All business areas contributed to the 68 mn€ increase in EBITDA (+7.4%). The strongest performance was recorded in the Electricity area (+49.2 mn€), thanks to the expansion in the number of customers (+101.4 thousands) and the good margins in the safeguard customer segment. The Waste area also provided a substantial contribution (15.3 mn€), due to the inclusion in the consolidation scope of Aliplast and Teseco and the increase of prices in liberalised activities. All in all, those drivers have counterbalanced the impact of lower revenues from white certificates (-24 mn€) and lower energy production from two WTE plants, in Padua and Ferrara, which had a stoppage in the first part of the year. The Gas area, whose EBITDA increases by 1.1 mn€, reflects the sound margins in trading and the good performance of revenues in regulated services, which managed to offset the weaker performances of district heating, affected by mild temperatures.
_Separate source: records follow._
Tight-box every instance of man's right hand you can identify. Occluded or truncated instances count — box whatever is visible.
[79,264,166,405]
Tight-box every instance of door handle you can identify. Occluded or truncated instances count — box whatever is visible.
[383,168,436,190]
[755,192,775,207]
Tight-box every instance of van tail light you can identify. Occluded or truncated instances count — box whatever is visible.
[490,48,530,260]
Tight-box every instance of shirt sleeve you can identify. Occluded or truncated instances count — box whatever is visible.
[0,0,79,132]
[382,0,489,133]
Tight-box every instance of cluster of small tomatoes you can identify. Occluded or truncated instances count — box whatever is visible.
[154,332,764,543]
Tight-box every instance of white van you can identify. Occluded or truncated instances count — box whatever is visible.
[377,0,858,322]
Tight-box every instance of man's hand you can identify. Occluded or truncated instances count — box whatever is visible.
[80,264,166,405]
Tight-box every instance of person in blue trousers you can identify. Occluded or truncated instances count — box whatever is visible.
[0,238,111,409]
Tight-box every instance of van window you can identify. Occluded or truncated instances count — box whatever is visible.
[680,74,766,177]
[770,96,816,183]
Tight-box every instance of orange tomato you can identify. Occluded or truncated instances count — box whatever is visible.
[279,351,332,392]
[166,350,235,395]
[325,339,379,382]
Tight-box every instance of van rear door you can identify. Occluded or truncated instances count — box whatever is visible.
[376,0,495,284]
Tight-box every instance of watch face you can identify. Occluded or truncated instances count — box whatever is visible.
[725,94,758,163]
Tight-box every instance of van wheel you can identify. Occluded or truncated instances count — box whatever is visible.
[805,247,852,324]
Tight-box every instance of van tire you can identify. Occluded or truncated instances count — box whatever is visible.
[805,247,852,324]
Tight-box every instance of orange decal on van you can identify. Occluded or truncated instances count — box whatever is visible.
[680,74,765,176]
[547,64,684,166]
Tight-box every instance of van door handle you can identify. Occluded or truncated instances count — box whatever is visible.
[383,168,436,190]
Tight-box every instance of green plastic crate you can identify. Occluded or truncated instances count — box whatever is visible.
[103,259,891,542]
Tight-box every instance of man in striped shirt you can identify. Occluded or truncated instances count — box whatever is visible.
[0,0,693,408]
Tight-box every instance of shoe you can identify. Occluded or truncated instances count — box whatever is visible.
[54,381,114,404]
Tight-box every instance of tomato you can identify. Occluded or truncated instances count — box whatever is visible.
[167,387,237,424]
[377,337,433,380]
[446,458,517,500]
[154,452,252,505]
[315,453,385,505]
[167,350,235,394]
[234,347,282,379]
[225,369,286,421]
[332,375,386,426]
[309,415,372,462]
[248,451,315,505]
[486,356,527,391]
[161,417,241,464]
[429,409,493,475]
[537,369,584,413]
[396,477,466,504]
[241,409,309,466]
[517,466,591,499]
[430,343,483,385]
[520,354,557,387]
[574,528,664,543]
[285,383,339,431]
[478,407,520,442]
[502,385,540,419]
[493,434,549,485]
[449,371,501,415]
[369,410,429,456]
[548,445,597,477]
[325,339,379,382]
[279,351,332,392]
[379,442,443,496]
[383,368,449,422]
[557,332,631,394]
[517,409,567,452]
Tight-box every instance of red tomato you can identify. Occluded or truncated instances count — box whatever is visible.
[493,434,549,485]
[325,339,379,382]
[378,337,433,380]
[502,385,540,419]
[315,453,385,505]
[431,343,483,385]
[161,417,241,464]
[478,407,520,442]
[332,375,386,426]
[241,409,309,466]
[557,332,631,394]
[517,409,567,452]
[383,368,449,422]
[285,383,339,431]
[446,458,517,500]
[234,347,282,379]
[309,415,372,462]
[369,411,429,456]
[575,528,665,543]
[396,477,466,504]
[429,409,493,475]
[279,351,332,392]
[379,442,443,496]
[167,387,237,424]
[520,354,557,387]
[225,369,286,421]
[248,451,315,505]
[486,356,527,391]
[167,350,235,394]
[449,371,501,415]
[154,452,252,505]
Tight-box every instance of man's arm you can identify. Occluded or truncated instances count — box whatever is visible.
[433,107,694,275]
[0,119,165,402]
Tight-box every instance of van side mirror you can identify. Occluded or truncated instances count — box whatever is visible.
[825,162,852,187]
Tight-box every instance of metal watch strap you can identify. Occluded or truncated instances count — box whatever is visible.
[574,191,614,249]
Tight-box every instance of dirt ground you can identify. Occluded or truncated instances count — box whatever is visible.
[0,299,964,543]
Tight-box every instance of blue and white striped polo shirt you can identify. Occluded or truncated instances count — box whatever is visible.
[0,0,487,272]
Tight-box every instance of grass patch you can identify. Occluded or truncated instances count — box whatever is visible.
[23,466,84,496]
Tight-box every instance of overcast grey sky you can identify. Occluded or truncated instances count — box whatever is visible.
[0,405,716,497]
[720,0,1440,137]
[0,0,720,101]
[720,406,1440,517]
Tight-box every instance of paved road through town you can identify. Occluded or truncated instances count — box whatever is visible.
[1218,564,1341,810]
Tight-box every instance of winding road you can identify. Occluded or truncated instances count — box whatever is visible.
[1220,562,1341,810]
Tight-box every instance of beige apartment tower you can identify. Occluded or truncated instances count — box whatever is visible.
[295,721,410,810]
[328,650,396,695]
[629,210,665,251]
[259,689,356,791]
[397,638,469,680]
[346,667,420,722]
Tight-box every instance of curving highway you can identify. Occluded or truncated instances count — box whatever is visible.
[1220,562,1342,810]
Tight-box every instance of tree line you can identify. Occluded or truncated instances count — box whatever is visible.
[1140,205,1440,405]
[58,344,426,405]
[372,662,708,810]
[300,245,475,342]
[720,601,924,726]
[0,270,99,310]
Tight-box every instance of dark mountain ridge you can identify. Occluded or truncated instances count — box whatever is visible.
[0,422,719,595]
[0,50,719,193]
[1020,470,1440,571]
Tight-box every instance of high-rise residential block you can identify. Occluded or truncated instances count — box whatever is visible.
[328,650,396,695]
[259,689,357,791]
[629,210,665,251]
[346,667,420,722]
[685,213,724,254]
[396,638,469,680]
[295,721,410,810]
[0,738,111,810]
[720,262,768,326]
Lastly, in the Water area, the 1.1 mn€ increase in EBITDA was driven by higher revenues from dispensing, against lower connection revenues and operating costs, whose dynamics were influenced by un
favourable weather conditions: in 2017 precipitation 30% lower than historical average has made necessary to purchase higher water volumes.
EBITDA (mn€) | 2017 | 2016 | Change |
Waste | 246.0 | 230.7 | +6.6% |
Water | 229.9 | 228.8 | +0.5% |
Gas | 301.7 | 300.6 | +0.4% |
Electricity | 184.5 | 135.3 | +36.4% |
Other services | 22.5 | 21.3 | +6.1% |
TOTAL | 984.6 | 916.6 | +7.4% |
Group EBIT grows by 4.9%, despite the 9.9% increase in Depreciation and Provisions, due to acquisitions and higher operating activities.
The financial management area shows a 15.9 mn€ decline in net charges compared to 2016 (-13.5%), as a result of an average amount of net debt kept under control and the optimisation of its cost; finally, the interest recovery on debt claims for safeguard customers also provided a positive contribution.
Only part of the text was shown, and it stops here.